Lima- Quito. Embarcamos cagándonos en lo cagable y pensando en el amigo de Pablo dónde nos íbamos a quedar, que es una super putada despertarlo a las 2 de la mañana, los dos okupas estos. Le escribo a la que ahora es mi compa de piso, y le digo si puede reservarnos una habitación en el hotel, y que me mande la dirección ya que no me puedo conectar en el aeropuerto. No da señales de vida. (La historia fue que reservó la habitación, y cuando fue a mandarme un mensaje con la dirección, le dio a borrar el mensaje y fin de la comunicación. Al día siguiente tenía un mail suyo super agobiada. Pobrina…) Pero el amigo de Pablo nos contesta que no seamos tontos y que no paguemos más de 5 dólares al taxista. Cuando Pertu se va, nos vamos a tomar (atención) un cafecito, y una cocacola. Al único bar de fumadores del aeropuerto, y nos sablan (tachan tachan!!!) 10 $!!!!! Son algo así como 8,5 euros. Después de la espera, nos montamos en el avión. Antes de despegar, ya nos hemos dormido. De repente, me despierto, con el capitán diciendo que no puede aterrizar en Quito, pero que en 20 minutos le dan el parte meteorológico y que nos mantiene informados. A los 20 minutos, vuelve a hablar el capitán, que sigue sin poder, que va a seguir sobrevolando el aeropuerto, hasta el próximo parte que es en una hora.
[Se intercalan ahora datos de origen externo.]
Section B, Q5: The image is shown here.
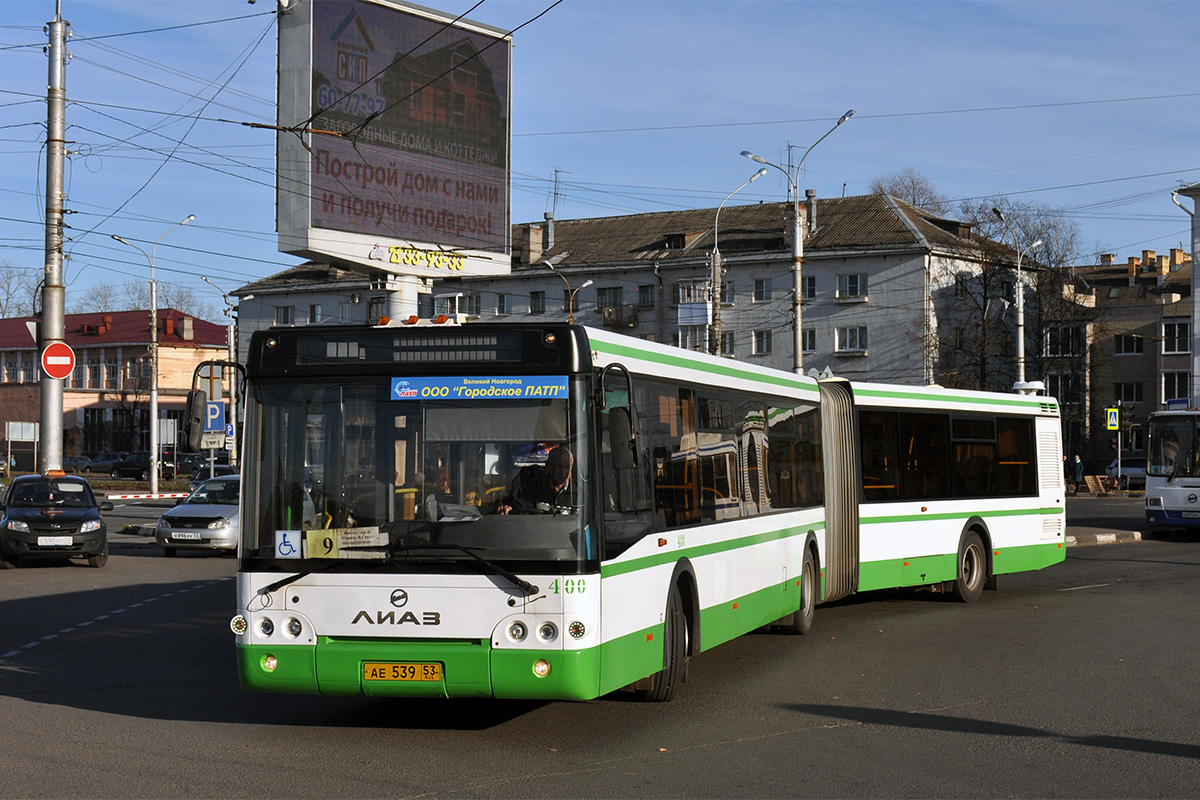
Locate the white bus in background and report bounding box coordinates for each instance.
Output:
[1146,410,1200,533]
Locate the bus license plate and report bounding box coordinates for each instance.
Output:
[362,661,442,681]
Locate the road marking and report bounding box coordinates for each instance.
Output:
[0,576,234,661]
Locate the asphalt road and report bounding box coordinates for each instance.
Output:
[0,498,1200,798]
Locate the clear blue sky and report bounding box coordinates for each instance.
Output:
[0,0,1200,321]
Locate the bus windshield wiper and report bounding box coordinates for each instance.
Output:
[389,542,540,597]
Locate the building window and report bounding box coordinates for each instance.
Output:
[1112,333,1144,355]
[838,272,866,299]
[1046,372,1084,405]
[1163,323,1192,355]
[1043,325,1084,357]
[1163,372,1192,403]
[838,326,866,353]
[1114,383,1142,403]
[596,287,620,308]
[637,283,658,308]
[754,331,770,355]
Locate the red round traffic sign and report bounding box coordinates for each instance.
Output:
[42,342,74,380]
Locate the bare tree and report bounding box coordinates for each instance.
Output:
[0,259,41,319]
[870,167,950,216]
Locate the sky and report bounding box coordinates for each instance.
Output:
[0,0,1200,321]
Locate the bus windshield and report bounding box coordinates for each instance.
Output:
[241,375,595,572]
[1146,414,1200,477]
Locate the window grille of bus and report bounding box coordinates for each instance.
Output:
[1038,431,1064,492]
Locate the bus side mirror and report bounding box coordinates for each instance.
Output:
[608,408,637,469]
[184,389,209,452]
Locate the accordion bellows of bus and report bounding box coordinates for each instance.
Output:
[232,323,1066,700]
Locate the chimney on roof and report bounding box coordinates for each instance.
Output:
[1141,249,1157,272]
[512,223,545,264]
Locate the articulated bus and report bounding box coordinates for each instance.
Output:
[1146,410,1200,531]
[230,323,1064,700]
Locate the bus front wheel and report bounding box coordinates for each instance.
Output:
[643,585,688,703]
[953,531,988,603]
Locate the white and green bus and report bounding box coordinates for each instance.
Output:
[232,323,1064,700]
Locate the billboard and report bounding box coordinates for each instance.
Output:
[276,0,512,278]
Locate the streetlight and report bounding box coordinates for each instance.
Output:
[991,209,1042,395]
[113,213,196,494]
[742,108,854,374]
[542,261,592,325]
[200,275,240,469]
[708,167,767,355]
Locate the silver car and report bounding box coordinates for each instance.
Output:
[155,475,241,557]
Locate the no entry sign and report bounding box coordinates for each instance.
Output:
[42,342,74,380]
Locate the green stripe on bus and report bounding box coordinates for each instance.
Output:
[859,506,1066,525]
[853,385,1058,411]
[590,339,817,395]
[600,521,824,578]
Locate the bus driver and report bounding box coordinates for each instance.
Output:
[496,446,575,513]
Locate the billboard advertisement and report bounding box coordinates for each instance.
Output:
[277,0,511,277]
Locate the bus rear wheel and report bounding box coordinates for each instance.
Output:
[643,585,688,703]
[953,531,988,603]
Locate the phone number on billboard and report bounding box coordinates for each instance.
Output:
[317,85,384,116]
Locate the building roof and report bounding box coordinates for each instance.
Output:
[0,308,228,350]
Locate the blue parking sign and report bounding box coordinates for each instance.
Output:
[204,403,224,433]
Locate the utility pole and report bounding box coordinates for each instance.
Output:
[37,0,67,475]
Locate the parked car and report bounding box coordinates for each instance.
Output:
[83,450,128,474]
[187,464,238,492]
[1104,456,1146,489]
[0,475,113,567]
[109,450,175,481]
[155,475,241,557]
[62,456,91,473]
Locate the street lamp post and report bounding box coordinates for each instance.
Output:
[991,209,1042,395]
[742,109,854,374]
[542,261,592,325]
[708,167,767,355]
[113,213,196,494]
[200,275,238,469]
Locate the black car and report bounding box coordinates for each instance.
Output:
[109,450,175,481]
[0,475,113,569]
[83,450,127,474]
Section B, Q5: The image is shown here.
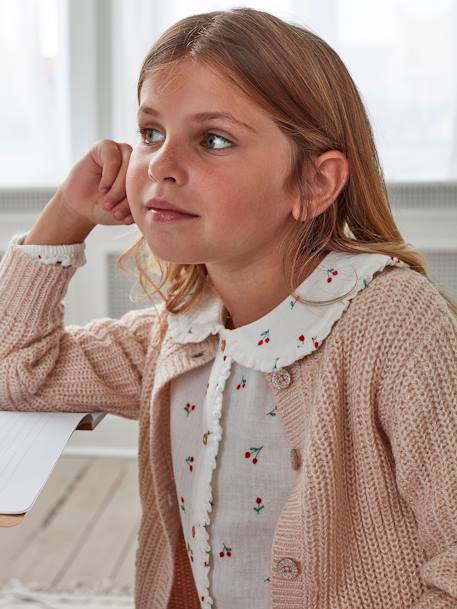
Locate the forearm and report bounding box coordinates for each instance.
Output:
[23,191,96,245]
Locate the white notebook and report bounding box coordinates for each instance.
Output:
[0,410,106,515]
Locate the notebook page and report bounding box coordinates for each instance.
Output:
[0,410,87,514]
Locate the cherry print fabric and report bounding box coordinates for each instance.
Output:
[169,252,407,609]
[13,233,407,609]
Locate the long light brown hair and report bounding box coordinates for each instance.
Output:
[117,7,457,316]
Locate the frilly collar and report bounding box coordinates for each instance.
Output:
[168,251,408,372]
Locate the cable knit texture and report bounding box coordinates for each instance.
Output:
[0,234,457,609]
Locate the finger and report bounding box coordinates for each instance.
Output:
[95,140,122,192]
[101,144,132,205]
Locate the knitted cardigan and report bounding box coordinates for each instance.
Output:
[0,239,457,609]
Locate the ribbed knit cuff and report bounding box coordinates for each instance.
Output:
[10,233,87,266]
[0,235,77,327]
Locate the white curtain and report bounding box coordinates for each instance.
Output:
[0,0,457,187]
[109,0,457,181]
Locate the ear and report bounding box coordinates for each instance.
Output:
[291,150,349,220]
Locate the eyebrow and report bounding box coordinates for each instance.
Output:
[137,106,257,133]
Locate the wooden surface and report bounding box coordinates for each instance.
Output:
[0,456,141,594]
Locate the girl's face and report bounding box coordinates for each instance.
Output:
[126,60,302,275]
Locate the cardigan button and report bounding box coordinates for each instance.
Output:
[290,448,300,469]
[271,368,290,389]
[276,558,298,579]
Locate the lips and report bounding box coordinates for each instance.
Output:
[145,199,196,216]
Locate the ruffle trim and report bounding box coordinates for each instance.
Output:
[193,344,232,609]
[168,252,409,373]
[10,233,87,267]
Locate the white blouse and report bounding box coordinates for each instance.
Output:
[12,230,408,609]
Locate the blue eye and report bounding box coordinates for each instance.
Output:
[138,127,233,150]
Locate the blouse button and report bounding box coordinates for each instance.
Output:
[290,448,300,469]
[276,558,298,579]
[271,368,290,389]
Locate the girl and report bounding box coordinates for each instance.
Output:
[0,8,457,609]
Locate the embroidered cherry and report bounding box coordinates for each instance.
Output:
[244,446,263,465]
[184,402,195,416]
[257,330,270,347]
[219,543,232,558]
[252,497,265,514]
[236,376,246,389]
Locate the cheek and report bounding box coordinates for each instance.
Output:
[125,152,147,205]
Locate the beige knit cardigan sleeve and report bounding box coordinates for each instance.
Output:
[376,272,457,609]
[0,244,163,419]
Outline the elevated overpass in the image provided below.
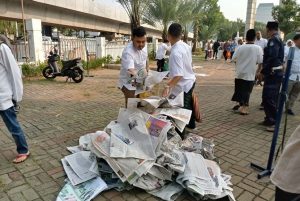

A la hora (todo esto son cabezadas), vuelve a hablar que aterrizamos en Guayaquil. Dentro de lo malo, no es lo peor. Ya que Guayaquil está más cerca de Cuenca. Problema! Las maletas están en Quito. Salimos del avión, pasamos un control un poco chungo, pero con super respeto a los gringos… (pa matarlos), y nos vamos al aeropuerto, donde nos tienen 3 horas sin decirnos nada. Cuando llevamos dos horas y media, nos invitan a desayunar (que majos), y a medio del desayuno, nos dicen que corramos que salimos en 30 minutos a Quito. Y corremos, y nos subimos al avión, y llegamos a Quito.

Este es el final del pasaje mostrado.